The Montafon feels like Switzerland but it’s much cheaper. While 2.2 million overnight guests came to the Montafon last year, the destination is still an insider tip for travelers from the United States. Yet the area is great for off-piste skiing. “We have everything here—rocks for jumping, slopes of varying steepness,” says Max Hitzig, in his Montafon dialect-tinged singsong, his voice rising at the end of the sentence. “But lines are easier to assess than many other areas, the descents aren’t as long, there’s rarely any danger of falling. All in all, it’s perfect terrain for training.” His calm and collected attitude isn’t typical for a 22-year-old. But perhaps that’s no wonder for a man who has to make decisions every day on which his survival depends. It was here in this area, in the Nova Valley, that he once made his first freeride descents.

Hitzig floats a signature backflip in the Austrian sidecountry. Mathäus Gartner for Montafon Tourism

“You used to be able to find untracked deep snow days after the first snowfall,” says Hitzig. “But in the ski resort, those days are over.” He shrugs his shoulders. “Of course, we pros also promote this by posting pictures and videos.” Hitzig is never out and about without his helmet camera and makes short videos for Instagram, which are popular with his sponsors who finance his life. Right on queue, Hitzig races straight ahead through flattened snow towards a lip about the height of a beer crate, catapults himself 10 feet high and does a backflip. He stomps it and continues as if nothing had happened. Someone on the side of the slope shakes their head in disbelief. It’s just a normal day out for Hitzig. His winning run in Kicking Horse, Canada, 2023—headlined by him flipping off a 60-foot cliff—is one of the most absurd lines you’ll ever see.
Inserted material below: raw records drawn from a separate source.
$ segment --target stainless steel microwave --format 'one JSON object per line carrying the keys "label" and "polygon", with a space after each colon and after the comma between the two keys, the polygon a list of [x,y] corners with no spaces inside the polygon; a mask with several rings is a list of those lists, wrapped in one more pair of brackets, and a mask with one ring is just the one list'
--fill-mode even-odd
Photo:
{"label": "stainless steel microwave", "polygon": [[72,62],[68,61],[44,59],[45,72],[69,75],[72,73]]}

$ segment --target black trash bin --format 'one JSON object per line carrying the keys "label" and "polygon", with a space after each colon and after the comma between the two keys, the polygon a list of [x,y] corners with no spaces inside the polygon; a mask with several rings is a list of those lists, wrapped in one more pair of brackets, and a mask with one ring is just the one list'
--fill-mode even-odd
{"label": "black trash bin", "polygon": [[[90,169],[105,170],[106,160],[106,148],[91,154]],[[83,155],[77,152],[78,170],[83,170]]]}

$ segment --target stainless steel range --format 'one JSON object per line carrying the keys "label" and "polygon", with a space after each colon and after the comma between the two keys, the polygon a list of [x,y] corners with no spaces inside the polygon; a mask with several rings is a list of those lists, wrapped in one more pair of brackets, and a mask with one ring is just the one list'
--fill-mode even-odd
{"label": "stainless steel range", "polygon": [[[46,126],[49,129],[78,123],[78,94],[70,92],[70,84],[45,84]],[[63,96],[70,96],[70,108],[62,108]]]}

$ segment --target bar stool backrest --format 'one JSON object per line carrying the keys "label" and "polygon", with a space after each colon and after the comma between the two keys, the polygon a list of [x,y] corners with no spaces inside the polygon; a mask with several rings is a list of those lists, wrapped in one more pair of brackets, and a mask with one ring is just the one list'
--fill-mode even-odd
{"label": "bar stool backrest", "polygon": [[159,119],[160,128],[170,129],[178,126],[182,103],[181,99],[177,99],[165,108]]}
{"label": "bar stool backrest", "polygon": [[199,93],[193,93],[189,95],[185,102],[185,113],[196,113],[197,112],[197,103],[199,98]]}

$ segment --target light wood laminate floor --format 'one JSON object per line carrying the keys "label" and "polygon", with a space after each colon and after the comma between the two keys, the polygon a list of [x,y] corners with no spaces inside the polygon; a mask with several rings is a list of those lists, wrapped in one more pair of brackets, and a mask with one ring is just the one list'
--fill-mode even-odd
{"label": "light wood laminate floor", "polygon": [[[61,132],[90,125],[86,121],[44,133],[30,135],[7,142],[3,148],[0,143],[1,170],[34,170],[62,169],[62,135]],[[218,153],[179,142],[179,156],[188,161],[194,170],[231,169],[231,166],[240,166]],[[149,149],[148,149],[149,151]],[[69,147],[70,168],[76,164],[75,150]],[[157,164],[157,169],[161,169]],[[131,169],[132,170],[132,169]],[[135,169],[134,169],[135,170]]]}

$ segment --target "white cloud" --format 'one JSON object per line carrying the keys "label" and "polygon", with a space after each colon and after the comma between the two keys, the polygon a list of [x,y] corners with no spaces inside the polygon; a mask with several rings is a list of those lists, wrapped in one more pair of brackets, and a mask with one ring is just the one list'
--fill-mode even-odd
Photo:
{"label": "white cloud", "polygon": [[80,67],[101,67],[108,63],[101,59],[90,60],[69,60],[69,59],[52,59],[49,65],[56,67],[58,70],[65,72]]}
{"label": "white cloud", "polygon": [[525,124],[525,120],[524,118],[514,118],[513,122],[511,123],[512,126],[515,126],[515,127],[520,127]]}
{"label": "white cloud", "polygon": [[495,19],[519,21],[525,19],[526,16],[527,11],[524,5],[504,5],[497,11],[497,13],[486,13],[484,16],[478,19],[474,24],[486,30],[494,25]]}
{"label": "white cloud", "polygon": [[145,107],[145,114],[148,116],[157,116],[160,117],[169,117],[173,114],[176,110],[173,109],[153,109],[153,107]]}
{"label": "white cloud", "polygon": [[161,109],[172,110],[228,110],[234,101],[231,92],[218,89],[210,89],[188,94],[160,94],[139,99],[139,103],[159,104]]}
“Our job is to work creatively with what nature offers,” says Hitzig as he makes his way up the chairlift. Meanwhile, he searches the slopes around him for cliff hits and untouched powder. “Oh, there’s a dangerous rock,” he says, pointing downwards with his ski pole. He speaks from experience. At the beginning of the winter, with little coverage, he hit on a barely covered rock and broke two vertebrae. This year he is skipping the Freeride World Tour. A week and a half ago, Hitzig dislocated his shoulder when he had to catch himself with his hand after an unsuccessful trick. You could be forgiven for thinking that his sport is extremely dangerous. “It’s easy to get injured, but we have fewer serious accidents than alpine and freestyle skiers,” says Hitzig.
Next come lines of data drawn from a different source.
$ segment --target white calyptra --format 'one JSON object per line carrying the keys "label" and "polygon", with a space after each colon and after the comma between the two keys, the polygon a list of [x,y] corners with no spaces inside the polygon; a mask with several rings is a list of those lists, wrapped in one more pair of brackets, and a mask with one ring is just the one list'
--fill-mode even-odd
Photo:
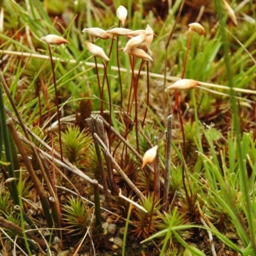
{"label": "white calyptra", "polygon": [[228,13],[229,17],[232,20],[233,22],[237,25],[237,20],[236,20],[235,13],[233,9],[230,6],[230,5],[225,1],[223,0],[224,3],[225,8],[226,9],[227,12]]}
{"label": "white calyptra", "polygon": [[107,61],[109,61],[108,57],[106,55],[102,48],[99,46],[95,45],[93,44],[89,43],[88,42],[84,42],[86,46],[88,51],[92,53],[95,57],[100,57],[103,60],[105,60]]}
{"label": "white calyptra", "polygon": [[112,29],[107,30],[106,32],[111,35],[125,36],[129,33],[132,32],[132,29],[129,29],[124,28],[115,28]]}
{"label": "white calyptra", "polygon": [[141,59],[150,60],[153,61],[153,59],[143,50],[138,48],[132,48],[131,49],[129,54],[134,56],[135,57],[140,58]]}
{"label": "white calyptra", "polygon": [[168,86],[165,91],[194,89],[196,85],[200,86],[201,84],[199,82],[193,79],[180,79]]}
{"label": "white calyptra", "polygon": [[195,31],[200,36],[204,35],[205,36],[205,29],[199,23],[197,22],[191,23],[190,24],[188,24],[188,26],[189,26],[190,32]]}
{"label": "white calyptra", "polygon": [[62,44],[69,44],[66,39],[56,35],[48,35],[40,38],[42,41],[47,44],[60,45]]}
{"label": "white calyptra", "polygon": [[145,42],[147,36],[149,35],[150,34],[148,33],[145,32],[130,39],[126,44],[126,45],[124,49],[124,51],[125,53],[130,53],[130,51],[132,49],[137,48],[140,44]]}
{"label": "white calyptra", "polygon": [[127,17],[127,10],[125,7],[120,5],[116,10],[116,15],[119,19],[122,22],[122,24],[123,27],[124,26],[124,23],[125,22],[126,18]]}
{"label": "white calyptra", "polygon": [[111,38],[109,36],[109,35],[105,31],[105,30],[100,28],[84,28],[82,30],[82,32],[88,33],[93,37],[99,37],[101,39],[108,39]]}
{"label": "white calyptra", "polygon": [[158,146],[156,145],[146,151],[143,157],[142,157],[141,168],[144,168],[146,164],[150,164],[152,162],[153,162],[153,160],[156,158],[156,154],[157,152],[157,148]]}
A short ridgetop booter away, the perfect combo—fresh snow and low avalanche danger—awaits. Mathäus Gartner for Montafon Tourism

There is a sign at the top of the mountain—an outstretched hand on a bright orange background warns of “avalanche danger” away from the piste. Max Hitzig lifts up the barrier tape that separates the piste from the so-called free ski area and slips underneath it. Behind it, the ski area no longer ensures safety. But Hitzig grew up in the backcountry. His father is a mountain guide and took his son off-piste at an early age. Hitzig reaches into the powder with his glove and digs his way down until he comes across a solid layer. “It’s almost ice down there,” he says. “If the snow wasn’t so loose on top, we wouldn’t be standing here today.” The fresh snow can slide on the hard surface, but it is so loose that it does not bond together. There’s no slab characteristics yet. “It’s very safe here today,” says Hitzig. You get the feeling that he knows exactly what he is doing. Once, as a teenager, he was in an avalanche. “I wasn’t completely buried, but that was a lesson for me,” he says of the incident.

He skis further away from the ski area. Suddenly it is quiet, untouched powder sparkles in the sun. It’s what all freeriders are looking for. Hitzig takes out his helmet camera and shakes his head. “Well, I’ve been filming my jacket pocket for another hour.”

The Montafon ski resort base area peaks out from the distance. In the foreground, untouched lines abound. Mathäus Gartner for Montafon Tourism

A man in his 40s trudges past him, followed by a boy of about nine. He looks up. “Are you Max Hitzig?” he asks. Hitzig smiles and nods. “Cool,” says the boy and walks on. Apparently, there’s no time for small talk or a souvenir photo, the powder won’t be untracked for long.

Hitzig switches on the camera, sets off and gains speed, then turns his skis sideways for a moment. There is a dusting, and then, as if the snow cover is exploding, Hitzig is no longer visible. He shoots sideways out of the cloud, races towards an edge, takes off and makes a turn, lands, skis on and stops with and in another eruption. As the snow cloud clears, a grinning Hitzig stands there. “Amazing—such light snow.”

Hitzig emerges from plumes of snow to paint his tracks down the mountain. Mathäus Gartner for Montafon Tourism

In the afternoon, Hitzig drives down into the valley towards his parents’ house. The houses in the Montafon are spread far and wide across the valley floor, the legacy of the Walser people who came here in the Middle Ages. Each family built a farm on their own plot of land, which became smaller and smaller over the years. Hitzig passes the church in his home village of St. Gallenkirch, built in the 15th century and later fitted with an onion dome. “But I’ve never actually been up here,” he says. “I come from Galgenul!” He points to the opposite side of the mountain, where houses stretch far up the slope. It’s an even smaller district—the elementary school he attended had eight pupils.

Hitzig moved to Innsbruck last year, to his first apartment of his own. But as he drives up the hairpin bends to his parents’ house, past snow-covered meadows, spruce trees and rooftops, he shakes his head. “Sometimes I think—who am I to have moved away from here?” In the Montafon, he could ski from his front door down to the cable car, but now he has to drive 30 miles to get to a good freeride area. He parks the car opposite his parents’ house. His mother is waiting inside. As dusk falls and the lights gradually come on in the valley, Hitzig looks at his parents and says, “One day, I’m sure I’ll live here again.”